August 16, 2019 Derek Jones 5 comments

During a search for data on programming language usage I discovered Stack Overflow Trends, showing an interesting plot of language tags appearing on Stack Overflow questions (see below). Where was the csv file for these numbers? Somebody had asked this question last year, but there were no answers.

Stack Overflow language tag trends over time.

The graphic is in svg format; has anybody written an svg to csv conversion tool? I could only find conversion tools for specialist uses, e.g., geographical data processing. The svg file format is all xml, and using a text editor I could see the numbers I was after. How hard could it be (it had to be easier than a png heatmap)?

Extracting the x/y coordinates of the line segments for each language turned out to be straight forward (after some trial and error). The svg generation process made matching language to line trivial; the language name was included as an xml attribute.

Programmatically extracting the x/y axis information exhausted my patience, and I hard coded the numbers (code+data). The process involves walking an xml structure and R’s list processing, two pet hates of mine (the data is for a book that uses R, so I try to do everything data related in R).

I used R’s xml2 package to read the svg files. Perhaps if my mind had a better fit to xml and R lists, I would have been able to do everything using just the functions in this package. My aim was always to get far enough down to convert the subtree to a data frame.
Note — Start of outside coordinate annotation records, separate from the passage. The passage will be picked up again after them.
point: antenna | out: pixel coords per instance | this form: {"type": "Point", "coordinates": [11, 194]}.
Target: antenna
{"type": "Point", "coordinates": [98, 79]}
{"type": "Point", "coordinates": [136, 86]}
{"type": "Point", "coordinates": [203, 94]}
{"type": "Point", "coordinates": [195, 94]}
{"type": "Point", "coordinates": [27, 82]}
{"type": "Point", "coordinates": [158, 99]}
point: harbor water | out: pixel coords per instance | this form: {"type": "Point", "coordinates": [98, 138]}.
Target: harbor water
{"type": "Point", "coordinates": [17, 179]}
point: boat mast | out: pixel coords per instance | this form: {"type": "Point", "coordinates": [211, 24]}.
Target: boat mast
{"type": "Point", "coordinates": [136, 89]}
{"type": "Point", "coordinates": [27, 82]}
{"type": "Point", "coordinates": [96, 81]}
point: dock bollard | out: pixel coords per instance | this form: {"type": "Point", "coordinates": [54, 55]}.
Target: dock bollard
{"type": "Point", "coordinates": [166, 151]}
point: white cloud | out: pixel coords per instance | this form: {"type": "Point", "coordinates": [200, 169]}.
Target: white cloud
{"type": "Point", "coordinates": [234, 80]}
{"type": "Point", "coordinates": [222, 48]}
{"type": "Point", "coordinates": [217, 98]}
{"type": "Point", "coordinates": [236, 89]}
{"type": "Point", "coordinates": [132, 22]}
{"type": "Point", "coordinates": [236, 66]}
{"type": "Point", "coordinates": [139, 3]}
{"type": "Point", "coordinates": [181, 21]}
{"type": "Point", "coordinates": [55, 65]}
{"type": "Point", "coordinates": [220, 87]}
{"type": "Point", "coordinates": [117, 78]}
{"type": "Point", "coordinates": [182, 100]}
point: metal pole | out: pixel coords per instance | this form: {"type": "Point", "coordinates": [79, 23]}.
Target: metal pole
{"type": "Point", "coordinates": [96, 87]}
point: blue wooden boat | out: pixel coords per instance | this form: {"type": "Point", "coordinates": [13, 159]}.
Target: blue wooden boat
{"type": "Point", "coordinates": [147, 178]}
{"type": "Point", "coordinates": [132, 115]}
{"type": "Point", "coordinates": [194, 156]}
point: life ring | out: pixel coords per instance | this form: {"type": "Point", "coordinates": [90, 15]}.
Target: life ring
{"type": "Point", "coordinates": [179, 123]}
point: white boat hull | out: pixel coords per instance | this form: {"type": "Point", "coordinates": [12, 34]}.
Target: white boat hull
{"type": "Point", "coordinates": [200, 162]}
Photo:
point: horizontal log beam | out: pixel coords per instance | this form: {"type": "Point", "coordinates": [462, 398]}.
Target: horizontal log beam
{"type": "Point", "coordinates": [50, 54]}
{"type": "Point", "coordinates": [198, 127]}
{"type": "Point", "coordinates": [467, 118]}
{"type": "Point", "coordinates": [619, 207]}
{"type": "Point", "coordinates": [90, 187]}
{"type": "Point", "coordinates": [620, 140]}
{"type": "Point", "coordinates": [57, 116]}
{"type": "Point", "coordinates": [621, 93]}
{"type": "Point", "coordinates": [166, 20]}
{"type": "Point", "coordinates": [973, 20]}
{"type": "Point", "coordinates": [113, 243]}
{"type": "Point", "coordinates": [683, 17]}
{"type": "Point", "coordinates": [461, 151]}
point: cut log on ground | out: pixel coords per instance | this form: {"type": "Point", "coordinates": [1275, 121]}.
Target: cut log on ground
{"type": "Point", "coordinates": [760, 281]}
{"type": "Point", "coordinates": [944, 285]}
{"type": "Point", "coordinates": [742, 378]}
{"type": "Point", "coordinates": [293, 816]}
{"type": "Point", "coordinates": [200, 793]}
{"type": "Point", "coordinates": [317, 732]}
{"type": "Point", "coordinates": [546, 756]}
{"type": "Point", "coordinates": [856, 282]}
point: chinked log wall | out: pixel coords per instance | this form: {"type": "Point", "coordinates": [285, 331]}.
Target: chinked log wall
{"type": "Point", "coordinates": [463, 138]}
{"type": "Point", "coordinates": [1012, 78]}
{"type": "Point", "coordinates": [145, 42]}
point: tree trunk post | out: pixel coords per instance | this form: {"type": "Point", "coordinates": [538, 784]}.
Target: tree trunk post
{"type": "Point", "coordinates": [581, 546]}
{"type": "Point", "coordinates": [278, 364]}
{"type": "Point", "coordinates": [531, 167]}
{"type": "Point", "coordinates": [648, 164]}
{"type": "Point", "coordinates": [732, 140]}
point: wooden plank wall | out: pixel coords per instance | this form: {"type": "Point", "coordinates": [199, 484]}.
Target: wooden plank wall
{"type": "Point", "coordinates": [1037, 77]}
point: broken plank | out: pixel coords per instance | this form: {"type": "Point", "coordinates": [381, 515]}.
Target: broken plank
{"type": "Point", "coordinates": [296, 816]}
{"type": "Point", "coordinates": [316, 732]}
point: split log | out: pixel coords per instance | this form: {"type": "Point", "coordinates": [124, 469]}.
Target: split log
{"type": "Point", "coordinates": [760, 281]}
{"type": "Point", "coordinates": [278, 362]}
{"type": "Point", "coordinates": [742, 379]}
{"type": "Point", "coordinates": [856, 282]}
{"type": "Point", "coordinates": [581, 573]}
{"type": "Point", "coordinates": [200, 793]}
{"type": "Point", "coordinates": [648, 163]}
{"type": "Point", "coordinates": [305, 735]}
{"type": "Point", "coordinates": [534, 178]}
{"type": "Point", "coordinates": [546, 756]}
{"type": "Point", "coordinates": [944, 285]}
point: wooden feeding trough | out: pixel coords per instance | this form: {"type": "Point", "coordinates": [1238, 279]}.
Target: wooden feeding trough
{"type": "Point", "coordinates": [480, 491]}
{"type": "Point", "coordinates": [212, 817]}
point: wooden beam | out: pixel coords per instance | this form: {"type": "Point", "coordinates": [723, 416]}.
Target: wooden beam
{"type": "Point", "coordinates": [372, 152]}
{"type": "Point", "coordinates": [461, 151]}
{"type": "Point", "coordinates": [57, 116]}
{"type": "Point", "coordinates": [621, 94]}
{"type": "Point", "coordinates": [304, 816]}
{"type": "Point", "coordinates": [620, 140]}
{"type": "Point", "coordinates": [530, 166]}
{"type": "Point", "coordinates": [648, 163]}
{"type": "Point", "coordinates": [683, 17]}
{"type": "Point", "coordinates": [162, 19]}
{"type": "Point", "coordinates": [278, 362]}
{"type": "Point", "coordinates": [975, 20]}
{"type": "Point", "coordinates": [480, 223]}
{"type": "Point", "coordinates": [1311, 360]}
Extracting data from graphs represented in svg files is so easy (says he). Where is the wonderful conversion tool that my search failed to locate? Pointers welcome.

Categories: Uncategorized Tags: R, reverse engineer, svg

Extracting the original data from a heatmap image

March 4, 2015 Derek Jones 2 comments

The paper Analysis of the Linux Kernel Evolution Using Code Clone Coverage analysed 136 versions of Linux (from 1.0 to 2.6.18.3) and calculated the amount of source code that was shared, going forward, between each pair of these versions. When I saw the heatmap at the end of the paper (see below) I knew it had to appear in my book. The paper was published in 2007 and I knew from experience that the probability of seven year old data still being available was small, but looked so interesting I had to try. I emailed the authors (Simone Livieri, Yoshiki Higo, Makoto Matsushita and Katsuro Inoue) and received a reply from Makoto Matsushita saying that he had searched for the data and had been able to find the original images created for the paper, which he kindly sent me.

Shared code between Linux releases

I was confident that I could reverse engineer the original values from the png image and that is what I have just done (I have previously reverse engineered the points in a pdf plot by interpreting the pdf commands to figure out relative page locations).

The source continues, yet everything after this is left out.